To test this out, we can create a file terraform.tfvars to provide an example value for var.storage:

storage = {
  name = "example"

  website = {
    error_document = "error.txt"
  }
  documents = {
    "index.html" = {
      source_file  = "index.html.tmpl"
      content_type = "text/html"
    }
    "error.txt" = {
      source_file  = "error.txt.tmpl"
      content_type = "text/plain"
    }
    "terraform.exe" = {
      source_file  = "terraform.exe"
    }
  }
}

The above value conforms to the variable's type constraint because it only omits attributes that are declared as optional. Terraform will automatically populate those attributes with the value null before evaluating anything else, and then the defaults function in local.storage will substitute default values for each of them.

The result of this defaults call would therefore be the following object:

storage = {
  "documents" = tomap({
    "error.txt" = {
      "content_type" = "text/plain"
      "source_file"  = "error.txt.tmpl"
    }
    "index.html" = {
      "content_type" = "text/html"
      "source_file"  = "index.html.tmpl"
    }
    "terraform.exe" = {
      "content_type" = "application/octet-stream"
      "source_file"  = "terraform.exe"
    }
  })
  "enabled" = true
  "name" = "example"
  "website" = {
    "error_document" = "error.txt"
    "index_document" = "index.html"
  }
}

Notice that enabled and website.index_document were both populated directly from the defaults. Notice also that the "terraform.exe" element of documents had its content_type attribute populated from the documents default, but the default value didn't need to predict that there would be an element key "terraform.exe" because the default values apply equally to all elements of the map where the optional attributes are null.

Using defaults elsewhere

The design of the defaults function depends on input values having well-specified type constraints, so it can reliably recognize the difference between similar types: maps vs. objects, lists vs. tuples. The type constraint causes Terraform to convert the caller's value to conform to the constraint and thus defaults can rely on the input to conform.

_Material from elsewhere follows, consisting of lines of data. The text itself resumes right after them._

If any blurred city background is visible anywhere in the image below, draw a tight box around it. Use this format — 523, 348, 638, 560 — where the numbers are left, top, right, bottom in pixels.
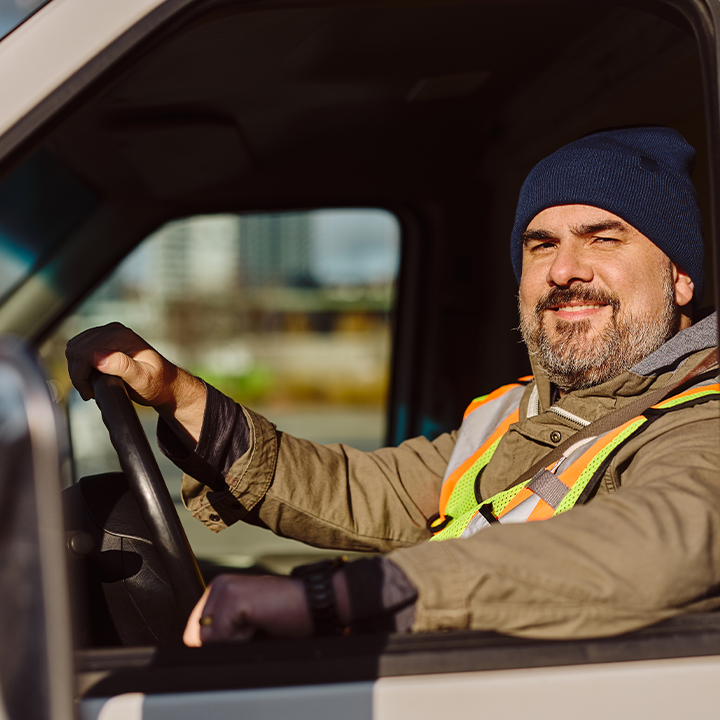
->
42, 209, 400, 571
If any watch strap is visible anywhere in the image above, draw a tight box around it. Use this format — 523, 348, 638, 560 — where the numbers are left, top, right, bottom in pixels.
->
290, 557, 346, 635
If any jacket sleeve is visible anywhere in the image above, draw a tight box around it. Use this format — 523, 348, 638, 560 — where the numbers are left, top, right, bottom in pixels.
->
388, 403, 720, 638
183, 409, 455, 552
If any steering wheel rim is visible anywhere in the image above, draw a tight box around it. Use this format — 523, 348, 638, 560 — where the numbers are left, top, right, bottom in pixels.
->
90, 371, 205, 617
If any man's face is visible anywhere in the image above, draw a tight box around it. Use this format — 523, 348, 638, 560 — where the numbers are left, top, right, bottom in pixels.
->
519, 205, 693, 390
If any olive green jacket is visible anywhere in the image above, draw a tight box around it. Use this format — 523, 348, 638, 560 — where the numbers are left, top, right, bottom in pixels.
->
183, 316, 720, 638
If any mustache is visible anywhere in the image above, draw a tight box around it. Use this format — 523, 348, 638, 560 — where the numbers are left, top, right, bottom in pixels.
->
535, 285, 620, 315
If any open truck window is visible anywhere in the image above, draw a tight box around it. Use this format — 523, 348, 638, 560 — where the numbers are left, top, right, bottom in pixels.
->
42, 209, 400, 573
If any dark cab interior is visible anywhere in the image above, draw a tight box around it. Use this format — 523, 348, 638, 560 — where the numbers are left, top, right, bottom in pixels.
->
0, 0, 720, 708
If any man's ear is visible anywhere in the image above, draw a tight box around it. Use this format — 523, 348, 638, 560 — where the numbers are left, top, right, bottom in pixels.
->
672, 263, 695, 307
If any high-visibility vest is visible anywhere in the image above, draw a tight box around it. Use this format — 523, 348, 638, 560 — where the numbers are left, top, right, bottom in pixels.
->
428, 378, 720, 540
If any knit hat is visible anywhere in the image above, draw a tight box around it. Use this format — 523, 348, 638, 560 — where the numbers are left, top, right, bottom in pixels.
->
510, 127, 704, 300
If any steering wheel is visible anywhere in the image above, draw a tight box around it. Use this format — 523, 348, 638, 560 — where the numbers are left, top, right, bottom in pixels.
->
90, 371, 205, 617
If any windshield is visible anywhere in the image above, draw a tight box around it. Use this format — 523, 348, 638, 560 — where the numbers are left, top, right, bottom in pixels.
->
0, 0, 50, 38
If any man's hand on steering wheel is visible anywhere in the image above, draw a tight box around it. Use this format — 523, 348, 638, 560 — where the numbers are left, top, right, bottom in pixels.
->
65, 323, 206, 446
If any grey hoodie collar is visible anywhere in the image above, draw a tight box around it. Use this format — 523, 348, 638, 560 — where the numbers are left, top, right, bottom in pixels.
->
630, 312, 717, 375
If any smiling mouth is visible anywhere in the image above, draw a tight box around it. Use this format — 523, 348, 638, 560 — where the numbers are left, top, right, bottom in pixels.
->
548, 303, 608, 312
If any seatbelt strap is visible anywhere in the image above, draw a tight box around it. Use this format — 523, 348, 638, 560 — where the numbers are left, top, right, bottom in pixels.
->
508, 348, 718, 489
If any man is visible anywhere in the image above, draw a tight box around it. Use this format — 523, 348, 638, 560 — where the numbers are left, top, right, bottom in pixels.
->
67, 128, 720, 645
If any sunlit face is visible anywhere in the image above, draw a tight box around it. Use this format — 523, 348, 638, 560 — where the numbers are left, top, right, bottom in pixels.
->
519, 205, 693, 390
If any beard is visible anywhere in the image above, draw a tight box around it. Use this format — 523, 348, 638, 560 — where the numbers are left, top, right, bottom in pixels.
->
520, 268, 680, 391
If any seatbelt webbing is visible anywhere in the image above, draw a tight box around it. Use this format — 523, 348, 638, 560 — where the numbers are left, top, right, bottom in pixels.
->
508, 348, 718, 489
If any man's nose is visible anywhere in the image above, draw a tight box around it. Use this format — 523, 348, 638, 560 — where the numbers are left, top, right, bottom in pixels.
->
547, 243, 593, 287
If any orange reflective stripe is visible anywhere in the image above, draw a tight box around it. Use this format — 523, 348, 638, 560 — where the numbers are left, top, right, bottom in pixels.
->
653, 384, 720, 408
439, 408, 520, 517
463, 378, 524, 420
556, 418, 638, 488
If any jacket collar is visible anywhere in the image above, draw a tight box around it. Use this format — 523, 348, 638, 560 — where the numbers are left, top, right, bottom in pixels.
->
521, 313, 718, 421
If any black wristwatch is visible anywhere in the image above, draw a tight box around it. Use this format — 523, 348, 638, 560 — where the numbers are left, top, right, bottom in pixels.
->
290, 557, 346, 635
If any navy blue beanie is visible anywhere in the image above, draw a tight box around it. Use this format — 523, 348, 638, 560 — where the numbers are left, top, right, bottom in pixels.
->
511, 127, 704, 301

Elsewhere in the Terraform language it's typical to be less precise about types, for example using the object construction syntax { ... } to construct values that will be used as if they are maps. Because defaults uses the type information of input_value, an input_value that doesn't originate in an input variable will tend not to have an appropriate value type and will thus not be interpreted as expected by defaults.

We recommend using defaults only with fully-constrained input variable values in the first argument, so you can use the variable's type constraint to explicitly distinguish between collection and structural types.